これが効果的らしい。実践したことはないから知らんけど。

あと恋愛工学では褒めるよりも効果的な罵倒を使うことが推奨されてる。普段言われていないだろうことを冗談めかしてあえて言うことは効果があるらしい。恋愛工学におけるこれらの戦略と上記noteのかわいいと言わないことは戦略的に類似している。というかほとんど同じである。

恋愛工学で書かれていることも一言で言えば「女性にかわいいと言わない」であり、そこに集約されている。

しかし恋愛工学は批判されて、女性の気持ちに寄り添うかのように書かれた文章は称賛される。おそらくこれが上記記事を読んだ時の違和感なのだと思う。

ようするに直接的で打算的な「工学」として提示されたものは駄目で、女性側に立った「理性」は良しとされる。

恋愛工学のような人工的なモテ戦略は女性の気持ちを利用しているだけだという批判ももちろんある。それはそれで批判としては正しいとも思う。

いっぽうで上記noteの筆者のようなナチュラルボーンモテ男性の自然的な振る舞いは女性にたいする「真実の理解」なので批判されない。

しかしやっていることは同じである。動機や心情の違いはあれど、恋愛工学も上記noteもチンポ騎士団としてしか恋愛にコミットしてはならないという現実を説明しているに過ぎない。ゆえに賛同できない。もちろん実際のコミュニケーションとして上記noteが正しいことは同意するけれど、それを恋愛やコミュニケーション一般の話として拡大するのは「選民的」なので同意しかねる。

恋愛工学と上記のnoteは戦略によるものか適応か経験かの違いはあれど現実的にやっていることはたいして変わらない。男性は自らの性欲を隠蔽することによってチンポ騎士団になるしか戦略として残っていない。そういう現代の恋愛事情を如実に表している。男性はとにもかくにも理性をアッピールしなければならない。そういう状況にうんざりしている男性は多いだろう。

なぜそこまで女性にたいして適応しなければならないのか。女性の尊厳はわかった。痴漢しないこと、「おかしてえ」と言わないこと、胸おっきいと言わないこと、それはわかった。それは駄目だろう。自分は言ったことないがとりあえずわかった。しかし男性の尊厳はどこへ行ったのだろうか。男性は腕力が強いから尊厳をわざわざ尊重しなくても良い存在なのだろうか。

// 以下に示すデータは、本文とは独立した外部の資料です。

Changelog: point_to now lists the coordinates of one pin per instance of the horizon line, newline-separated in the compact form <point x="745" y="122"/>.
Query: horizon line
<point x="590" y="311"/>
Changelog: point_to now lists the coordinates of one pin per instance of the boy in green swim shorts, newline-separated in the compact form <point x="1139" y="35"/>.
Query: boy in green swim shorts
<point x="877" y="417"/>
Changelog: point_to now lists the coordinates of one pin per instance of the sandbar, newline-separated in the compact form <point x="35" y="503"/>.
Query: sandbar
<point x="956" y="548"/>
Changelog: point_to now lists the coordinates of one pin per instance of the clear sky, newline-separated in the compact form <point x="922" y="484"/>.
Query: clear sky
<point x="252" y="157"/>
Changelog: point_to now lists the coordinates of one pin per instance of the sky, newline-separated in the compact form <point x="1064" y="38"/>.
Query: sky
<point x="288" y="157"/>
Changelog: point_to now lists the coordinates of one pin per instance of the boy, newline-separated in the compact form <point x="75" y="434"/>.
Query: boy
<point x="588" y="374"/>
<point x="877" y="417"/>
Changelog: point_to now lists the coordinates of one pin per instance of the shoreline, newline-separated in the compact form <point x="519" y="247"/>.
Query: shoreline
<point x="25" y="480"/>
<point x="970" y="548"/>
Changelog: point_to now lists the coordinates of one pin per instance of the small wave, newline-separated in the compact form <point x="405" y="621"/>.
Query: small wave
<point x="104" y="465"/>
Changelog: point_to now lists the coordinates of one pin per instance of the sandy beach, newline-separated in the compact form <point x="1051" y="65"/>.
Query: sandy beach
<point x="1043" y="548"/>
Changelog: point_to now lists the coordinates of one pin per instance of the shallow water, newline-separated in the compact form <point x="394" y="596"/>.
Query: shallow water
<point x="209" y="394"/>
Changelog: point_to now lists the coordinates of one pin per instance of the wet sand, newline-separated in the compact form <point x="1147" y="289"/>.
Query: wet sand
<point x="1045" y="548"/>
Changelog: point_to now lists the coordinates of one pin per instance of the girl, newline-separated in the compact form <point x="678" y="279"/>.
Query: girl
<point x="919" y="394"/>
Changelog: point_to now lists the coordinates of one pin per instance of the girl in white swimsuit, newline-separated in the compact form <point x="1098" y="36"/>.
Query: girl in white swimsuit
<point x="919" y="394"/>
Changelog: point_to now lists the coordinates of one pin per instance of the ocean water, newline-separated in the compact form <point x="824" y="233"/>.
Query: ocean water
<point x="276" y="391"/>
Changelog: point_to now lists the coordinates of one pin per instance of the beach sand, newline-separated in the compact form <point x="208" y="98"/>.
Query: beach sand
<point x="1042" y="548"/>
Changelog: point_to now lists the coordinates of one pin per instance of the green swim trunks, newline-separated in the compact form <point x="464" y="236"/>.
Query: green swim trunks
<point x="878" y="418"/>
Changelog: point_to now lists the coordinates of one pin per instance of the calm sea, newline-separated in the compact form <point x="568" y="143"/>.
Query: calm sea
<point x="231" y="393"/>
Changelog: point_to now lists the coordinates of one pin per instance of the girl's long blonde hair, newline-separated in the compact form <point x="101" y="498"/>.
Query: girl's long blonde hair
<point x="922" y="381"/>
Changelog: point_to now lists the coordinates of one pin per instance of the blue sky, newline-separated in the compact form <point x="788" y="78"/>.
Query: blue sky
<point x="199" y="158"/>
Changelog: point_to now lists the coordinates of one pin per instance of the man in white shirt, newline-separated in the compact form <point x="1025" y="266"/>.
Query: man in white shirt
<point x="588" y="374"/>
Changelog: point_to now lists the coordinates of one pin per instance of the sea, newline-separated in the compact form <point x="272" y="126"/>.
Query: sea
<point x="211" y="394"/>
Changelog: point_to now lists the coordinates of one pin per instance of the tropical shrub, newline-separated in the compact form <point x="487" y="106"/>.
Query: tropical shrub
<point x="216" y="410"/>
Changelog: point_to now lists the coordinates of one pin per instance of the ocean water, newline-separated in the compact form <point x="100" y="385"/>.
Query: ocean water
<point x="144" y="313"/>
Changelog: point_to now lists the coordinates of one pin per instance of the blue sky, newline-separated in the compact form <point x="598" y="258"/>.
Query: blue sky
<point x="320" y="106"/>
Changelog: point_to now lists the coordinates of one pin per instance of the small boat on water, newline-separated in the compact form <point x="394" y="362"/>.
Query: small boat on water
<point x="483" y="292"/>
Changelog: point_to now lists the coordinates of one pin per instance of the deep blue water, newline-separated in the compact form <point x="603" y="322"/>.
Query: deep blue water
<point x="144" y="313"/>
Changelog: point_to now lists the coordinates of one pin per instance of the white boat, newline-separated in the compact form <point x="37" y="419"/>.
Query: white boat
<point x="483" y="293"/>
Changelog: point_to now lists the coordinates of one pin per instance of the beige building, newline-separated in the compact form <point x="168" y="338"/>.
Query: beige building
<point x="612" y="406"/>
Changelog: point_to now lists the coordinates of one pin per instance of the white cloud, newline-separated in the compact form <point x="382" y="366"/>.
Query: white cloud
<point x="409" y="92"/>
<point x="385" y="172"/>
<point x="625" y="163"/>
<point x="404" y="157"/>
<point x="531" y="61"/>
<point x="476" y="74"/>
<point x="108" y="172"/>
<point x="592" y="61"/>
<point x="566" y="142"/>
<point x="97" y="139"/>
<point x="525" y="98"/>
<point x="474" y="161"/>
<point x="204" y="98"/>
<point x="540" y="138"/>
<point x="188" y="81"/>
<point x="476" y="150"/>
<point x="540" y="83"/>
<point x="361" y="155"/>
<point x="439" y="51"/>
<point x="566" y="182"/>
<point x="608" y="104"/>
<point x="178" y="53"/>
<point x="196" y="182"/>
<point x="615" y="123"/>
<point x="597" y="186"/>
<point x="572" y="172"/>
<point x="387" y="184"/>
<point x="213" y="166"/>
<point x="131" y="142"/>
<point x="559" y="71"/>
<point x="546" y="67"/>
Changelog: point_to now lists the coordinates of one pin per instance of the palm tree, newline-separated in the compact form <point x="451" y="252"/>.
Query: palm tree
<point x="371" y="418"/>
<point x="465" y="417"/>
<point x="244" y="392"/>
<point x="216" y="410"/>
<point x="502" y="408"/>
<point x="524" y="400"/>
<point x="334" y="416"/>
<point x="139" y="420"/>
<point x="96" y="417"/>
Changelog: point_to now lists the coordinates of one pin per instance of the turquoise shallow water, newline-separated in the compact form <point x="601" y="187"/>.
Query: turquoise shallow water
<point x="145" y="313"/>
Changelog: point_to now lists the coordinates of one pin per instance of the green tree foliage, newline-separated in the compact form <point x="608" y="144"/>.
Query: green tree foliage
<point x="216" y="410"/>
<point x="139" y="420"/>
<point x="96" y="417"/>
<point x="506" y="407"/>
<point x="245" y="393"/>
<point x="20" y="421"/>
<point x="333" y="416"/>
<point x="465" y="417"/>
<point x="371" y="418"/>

つまるところこの手の話は女性にしか主体を認めていないんですよね。徹頭徹尾男性が女性にたいしていかにコミットし、信頼を勝ち取るかの話しかしてない。信頼を勝ち取ったすえにセックスという果実が実りますとかほんとうんざりする話でしかないわけで。

男性が恋愛において持ち出すのは性欲のみなのは恋愛工学も上記記事も変わらない。男性が主体的に好意をアピール(非モテコミット)すると女性に気持ち悪がられるので客体をやりましょうと、恋愛の話を見てるとずっとそういう話しかしてない。それは非モテ論争のころから変わってない。恋愛において主体は常に女性にあり、男性はそれにいかに適応するかのゲームをやらされてる。つまるところ男性の好意や性欲は尊厳としてカウントされていない。こういった事情が生まれた原因を考えるに痴漢やおかしてえと言う男性の素行にも原因がある。しかしながらそれが行き過ぎて男性性を抹消し、女性にコミットするのが恋愛だと言う言説には反対したい。具体的問題を理念にまで拡大してはならない。痴漢もセクハラもダメだ。しかしかわいいと言うことは問題ない。それが僕の立場である。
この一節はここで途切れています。